It takes Brown into the top ten of those who have led Scotland into action, his tally now level with Paul Lambert and just five matches behind the ninth-placed Colin Hendry.

But the honour Brown craves most is to be in the side which takes Scotland back to a major tournament for the first time since Lambert and Hendry were part of the squad at the 1998 World Cup finals in France.

The Celtic captain goes into the Euro 2016 qualifier against Georgia in Tbilisi on the back of a major disappointment at club level, having seen his hopes of Champions League football this season crushed by last week’s defeat in Malmö.

It was another setback for the overall reputation of Scottish football and Brown accepts a level of responsibility to restore faith in the standing of the national sport.

“The game’s been through hard times and we need to pick it up somehow,” said the 30-year-old midfielder. “So if we could reach the Euros in France next year and then aim for the World Cup two years after that, it would help. We need people to believe in Scotland again.

“We hear so many people being negative about Scottish football in general, especially over the last couple of weeks with the European club results and whatever, so we need to believe in ourselves more than ever.

“It’s a good thing for me to be here so soon after Malmö, because it spurs you on. It’s a different occasion in a lot of ways – but the same one for me, really.

“The Champions League is behind me now, this is a different team, different competition, different bunch of boys. But of course what happened last week drives you on. I wanted to get through and it’s a big, big miss.

“But now there is the chance to take Scotland to the Euros, we’re playing Germany at Hampden on Monday after this game in Georgia and there’s so much to look forward to. Last week was last week. We’re here to concentrate on Scotland now.

“People are always looking for the banana skin when we play. But it’s our job to think differently, to get the rest of the country believing in us and in the Scottish game.

“Of course it would be agonising if we didn’t make it to the Euros now after what has been such a good campaign, but that’s thinking about the negatives and we need to think positive.

“It’s not a case of thinking about blowing it. We’ve still got a few games to go and qualification is up for grabs.

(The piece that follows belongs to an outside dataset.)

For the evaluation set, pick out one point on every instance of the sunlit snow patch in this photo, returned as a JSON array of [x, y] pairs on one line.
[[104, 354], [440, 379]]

“We’re a squad who really enjoys training and playing under a gaffer who’s so enthusiastic it’s unreal, so we need to take that into every game. Gordon Strachan has done a great job in that respect. He’s been incredible with us, with everyone.”

One of the biggest challenges facing Brown and his team-mates in Tbilisi will be the stifling heat, with the temperature expected to be not much less than 30 degrees even at the local kick-off time of 8pm tonight.

It evokes memories of the day Scotland’s 2010 World Cup qualification hopes melted in Skopje seven years ago when Brown was a member of the side which suffered a damaging 1-0 defeat by Macedonia.

“Aye, that was nice and cool!” he recalled. “It was lovely. There was me and Barry Robson in the middle of the park with two faces that looked like lobsters. We were dehydrated right away but you just need to deal with it.

“As a team, you can’t go chasing the opposition all the time and we will need to keep the ball better than we did that day.

“Georgia will try to use the conditions to their advantage. They’ll try and keep the ball and make us defend more and try to press them but when we’ve got the ball we’ll do the exact same to them – and we’ve got the players who can make things happen in the blink of an eye.”